As Revenidas desde el garaje

Rosa Estévez
rosa estévez VILAGARCÍA / LA VOZ

AROUSA

Con la lluvia, la fiesta en Vilaxoán no desaparece, si no que se transforma: pasa del parque de Dona Concha a los garajes.
Con la lluvia, la fiesta en Vilaxoán no desaparece, si no que se transforma: pasa del parque de Dona Concha a los garajes. fotos: mónica irago < / span>

La lluvia no pudo con la sardiñada de Vilaxoán. Eso sí, muchos vecinos cambiaron las mesas del parque de Dona Concha por el bajo de sus casas

23 ago 2015 . Actualizado a las 20:51 h.

Cuando hay ganas de fiesta, hasta la lluvia tiene remedio. Este principio quedó demostrado ayer en Vilaxoán. Desde que, a media mañana, las nubes decidieron hacer buenos a los meteorólogos y dejaron caer su carga sobre Arousa, las cabezas de quienes tenían previsto disfrutar de la sardiñada de As Revenidas comenzaron a pensar cómo esquivar los charcos. Así que, cuando llegó la hora de sentarse a comer, el parque de Dona Concha estaba algo más vacío de lo habitual, sí. Pero las sardinas asadas reinaban en todo el pueblo. Los vilaxoaneses, los dueños de la fiesta, celebraron el banquete en casa, y algunos bajos se abrieron a la calle, transformados en improvisados comedores. Los foráneos, menos afortunados, se conformaron con tomar posiciones defensivas en bares, bajo las cornisas de los edificios. Hasta las marquesinas del autobús eran un buen lugar para hincarle el diente al pescado y a la empanada.

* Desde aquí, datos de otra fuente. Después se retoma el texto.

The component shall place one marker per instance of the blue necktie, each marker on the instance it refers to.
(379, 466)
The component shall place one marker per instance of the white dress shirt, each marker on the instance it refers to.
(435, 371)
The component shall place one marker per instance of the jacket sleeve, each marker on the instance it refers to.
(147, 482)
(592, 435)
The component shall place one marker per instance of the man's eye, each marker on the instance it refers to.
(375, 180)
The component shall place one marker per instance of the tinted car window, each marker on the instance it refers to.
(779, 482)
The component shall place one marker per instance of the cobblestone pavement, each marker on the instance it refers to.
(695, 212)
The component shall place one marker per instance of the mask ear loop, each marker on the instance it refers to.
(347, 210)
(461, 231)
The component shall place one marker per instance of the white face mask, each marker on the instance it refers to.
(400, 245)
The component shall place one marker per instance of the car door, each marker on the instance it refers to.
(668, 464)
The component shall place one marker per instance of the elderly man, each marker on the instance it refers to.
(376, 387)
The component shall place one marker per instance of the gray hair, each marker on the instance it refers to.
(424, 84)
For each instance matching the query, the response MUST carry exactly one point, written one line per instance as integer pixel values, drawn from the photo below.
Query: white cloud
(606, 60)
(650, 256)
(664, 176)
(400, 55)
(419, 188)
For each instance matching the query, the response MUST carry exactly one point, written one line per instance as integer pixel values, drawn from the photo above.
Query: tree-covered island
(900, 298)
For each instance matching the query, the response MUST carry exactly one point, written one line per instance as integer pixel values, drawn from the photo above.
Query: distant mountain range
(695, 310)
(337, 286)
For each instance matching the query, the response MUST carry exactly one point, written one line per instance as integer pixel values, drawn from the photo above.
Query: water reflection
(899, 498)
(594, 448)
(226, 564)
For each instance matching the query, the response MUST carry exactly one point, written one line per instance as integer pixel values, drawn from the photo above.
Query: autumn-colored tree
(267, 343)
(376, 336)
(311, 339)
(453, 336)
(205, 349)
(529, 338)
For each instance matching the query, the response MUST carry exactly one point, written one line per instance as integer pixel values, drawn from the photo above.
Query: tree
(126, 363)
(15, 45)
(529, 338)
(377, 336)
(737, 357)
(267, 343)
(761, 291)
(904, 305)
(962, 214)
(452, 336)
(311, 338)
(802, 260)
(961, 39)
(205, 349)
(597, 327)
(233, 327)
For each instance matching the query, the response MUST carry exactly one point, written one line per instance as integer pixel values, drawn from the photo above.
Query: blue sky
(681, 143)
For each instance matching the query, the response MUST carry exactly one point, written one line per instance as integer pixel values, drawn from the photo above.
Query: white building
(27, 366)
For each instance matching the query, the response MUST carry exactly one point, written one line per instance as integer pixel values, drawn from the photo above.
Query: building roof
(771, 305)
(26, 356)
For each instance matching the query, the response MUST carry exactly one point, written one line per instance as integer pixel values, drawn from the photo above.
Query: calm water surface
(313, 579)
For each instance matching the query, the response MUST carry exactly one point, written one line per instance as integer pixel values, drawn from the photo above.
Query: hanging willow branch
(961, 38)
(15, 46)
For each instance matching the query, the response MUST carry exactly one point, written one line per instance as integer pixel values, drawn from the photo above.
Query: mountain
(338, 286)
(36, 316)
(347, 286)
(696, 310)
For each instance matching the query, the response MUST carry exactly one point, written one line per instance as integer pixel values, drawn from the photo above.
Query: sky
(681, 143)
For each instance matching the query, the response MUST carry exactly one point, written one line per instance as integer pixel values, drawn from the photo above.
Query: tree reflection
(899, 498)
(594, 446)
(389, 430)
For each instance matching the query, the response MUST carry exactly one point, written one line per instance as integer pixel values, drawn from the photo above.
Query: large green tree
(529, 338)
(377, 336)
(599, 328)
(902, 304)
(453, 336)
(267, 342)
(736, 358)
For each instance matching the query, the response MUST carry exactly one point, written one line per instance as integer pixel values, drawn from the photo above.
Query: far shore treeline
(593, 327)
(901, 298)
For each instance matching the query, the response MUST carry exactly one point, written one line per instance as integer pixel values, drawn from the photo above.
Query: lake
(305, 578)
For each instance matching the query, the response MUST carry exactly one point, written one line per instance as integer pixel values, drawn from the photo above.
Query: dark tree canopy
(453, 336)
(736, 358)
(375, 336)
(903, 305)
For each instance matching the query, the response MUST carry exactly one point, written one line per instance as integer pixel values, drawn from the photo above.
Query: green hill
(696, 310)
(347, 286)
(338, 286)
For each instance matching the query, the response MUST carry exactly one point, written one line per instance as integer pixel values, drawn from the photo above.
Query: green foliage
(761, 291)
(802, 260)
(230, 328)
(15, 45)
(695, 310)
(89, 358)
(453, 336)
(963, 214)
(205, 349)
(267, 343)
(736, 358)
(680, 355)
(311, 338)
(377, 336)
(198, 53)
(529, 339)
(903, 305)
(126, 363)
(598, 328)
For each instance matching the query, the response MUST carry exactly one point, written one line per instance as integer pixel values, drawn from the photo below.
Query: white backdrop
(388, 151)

En el parque, algunas vilaxoanesas orgullosas desafiaban a la lluvia y reinaban en las largas mesas que la organización había montado bajo los árboles. Con las espaldas rectas, bien vestidas para la ocasión, tenían a un palmo de sus manos grandes paraguas con los que defenderse de un inoportuno ataque del agua. También se habían pertrechado bien muchos de los turistas que pululaban por el recinto; a fin de cuentas, quien viaja a Galicia sabe que se tiene que traer el chubasquero en la maleta. Quienes no parecían excesivamente preparados para la invernal jornada eran los jóvenes que han llegado a Vilaxoán atraídos por el fenomenal cartel de conciertos que se despliega este fin de semana. Eran fácilmente reconocibles por sus camisetas con mensaje -social o musical-, por sus chanclas y por ese gesto destemplado, tan propio de quien ha pasado la noche en vela.

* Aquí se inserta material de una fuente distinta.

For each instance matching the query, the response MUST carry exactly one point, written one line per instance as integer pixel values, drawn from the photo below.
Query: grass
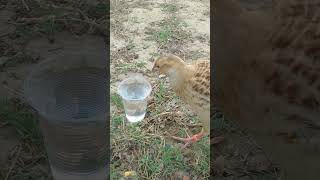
(27, 156)
(148, 152)
(144, 147)
(19, 117)
(169, 8)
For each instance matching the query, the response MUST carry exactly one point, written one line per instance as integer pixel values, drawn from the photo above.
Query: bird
(267, 79)
(191, 82)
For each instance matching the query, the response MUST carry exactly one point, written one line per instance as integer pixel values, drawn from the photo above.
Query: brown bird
(191, 82)
(267, 78)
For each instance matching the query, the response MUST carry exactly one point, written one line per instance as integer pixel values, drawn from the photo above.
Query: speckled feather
(269, 79)
(191, 82)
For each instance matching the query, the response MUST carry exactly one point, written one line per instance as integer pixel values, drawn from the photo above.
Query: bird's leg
(190, 140)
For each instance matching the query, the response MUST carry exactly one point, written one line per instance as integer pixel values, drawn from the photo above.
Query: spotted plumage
(268, 78)
(190, 81)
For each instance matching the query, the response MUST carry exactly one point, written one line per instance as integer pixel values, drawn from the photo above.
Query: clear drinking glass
(134, 92)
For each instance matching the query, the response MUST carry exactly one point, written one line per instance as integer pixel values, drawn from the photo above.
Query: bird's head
(168, 65)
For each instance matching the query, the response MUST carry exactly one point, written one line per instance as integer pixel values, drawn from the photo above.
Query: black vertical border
(108, 61)
(212, 70)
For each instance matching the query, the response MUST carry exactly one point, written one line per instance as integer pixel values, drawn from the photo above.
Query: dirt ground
(32, 30)
(140, 32)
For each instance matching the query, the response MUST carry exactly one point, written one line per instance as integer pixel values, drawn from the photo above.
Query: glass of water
(134, 92)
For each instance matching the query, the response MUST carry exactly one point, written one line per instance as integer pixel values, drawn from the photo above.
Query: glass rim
(136, 77)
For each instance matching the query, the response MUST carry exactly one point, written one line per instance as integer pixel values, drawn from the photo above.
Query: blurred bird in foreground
(267, 78)
(191, 82)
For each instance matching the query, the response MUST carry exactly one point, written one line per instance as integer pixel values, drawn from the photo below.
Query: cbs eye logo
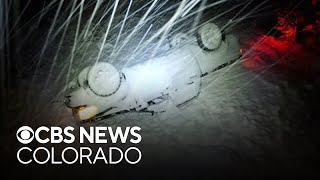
(25, 134)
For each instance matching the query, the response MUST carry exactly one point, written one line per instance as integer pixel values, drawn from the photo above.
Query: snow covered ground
(250, 117)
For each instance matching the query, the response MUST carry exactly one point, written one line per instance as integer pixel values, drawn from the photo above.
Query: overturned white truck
(149, 86)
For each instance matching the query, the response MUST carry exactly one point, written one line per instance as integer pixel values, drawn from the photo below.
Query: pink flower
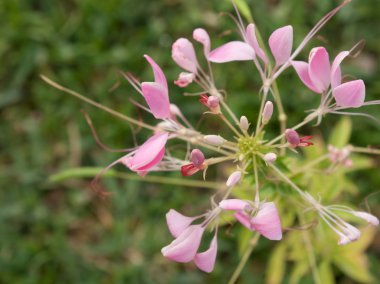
(148, 154)
(318, 75)
(185, 246)
(266, 220)
(183, 54)
(281, 43)
(156, 93)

No se preocupen. Seguro que tras reponer fuerzas con una buena ración de sardinas y calentarse el cuerpo con un buen chupito de licor café, todos estaban en condiciones para vivir una nueva noche de conciertos. Por los imponentes escenarios iban a pasar Kasermaret, Leo i Arremecaghona, Familia Caamagno, Spin Te Ku, The Mahones, Terbutalina y los aclamados Heredeiros da Crus.

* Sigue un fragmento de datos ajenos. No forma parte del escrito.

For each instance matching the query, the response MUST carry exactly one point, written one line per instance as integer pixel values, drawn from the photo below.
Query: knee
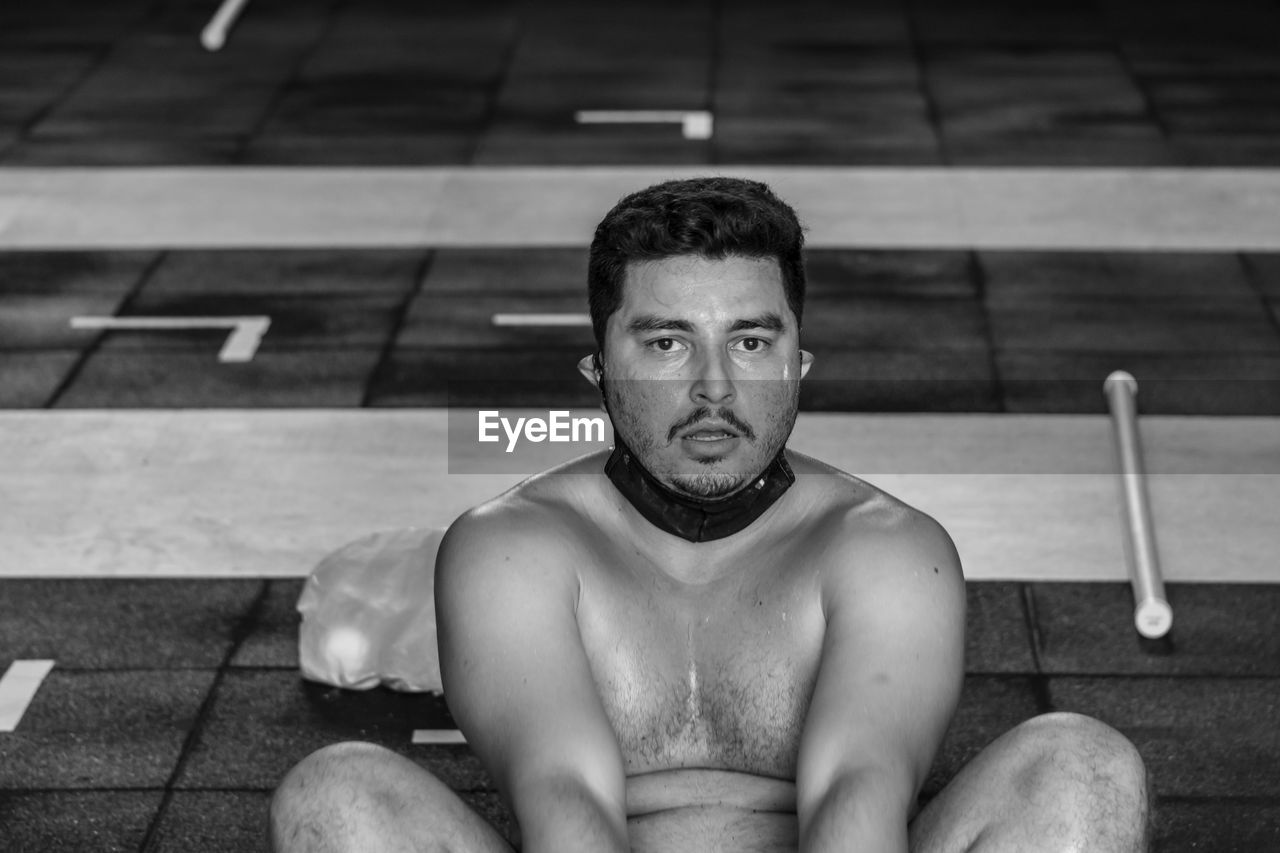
(1082, 746)
(320, 793)
(1089, 775)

Juan Quintáns es una de las personas que hace posible la gran fiesta de Vilaxoán. Ayer reconocía que el tiempo no se había portado demasiado bien con la edición de este año. Pero tampoco demasiado mal. «Encargamos algo menos de sardiña que outros anos, pero pola noite contamos con agotalas», decía ayer a media tarde. También contaba con ver el recinto de conciertos como estaba la noche del viernes: lleno hasta la bandera. Teniendo en cuenta que el 70 % del aforo se había vendido mediante abonos, el éxito de la noche estaba garantizado. Y hoy aún queda música en la recámara. Báilenla.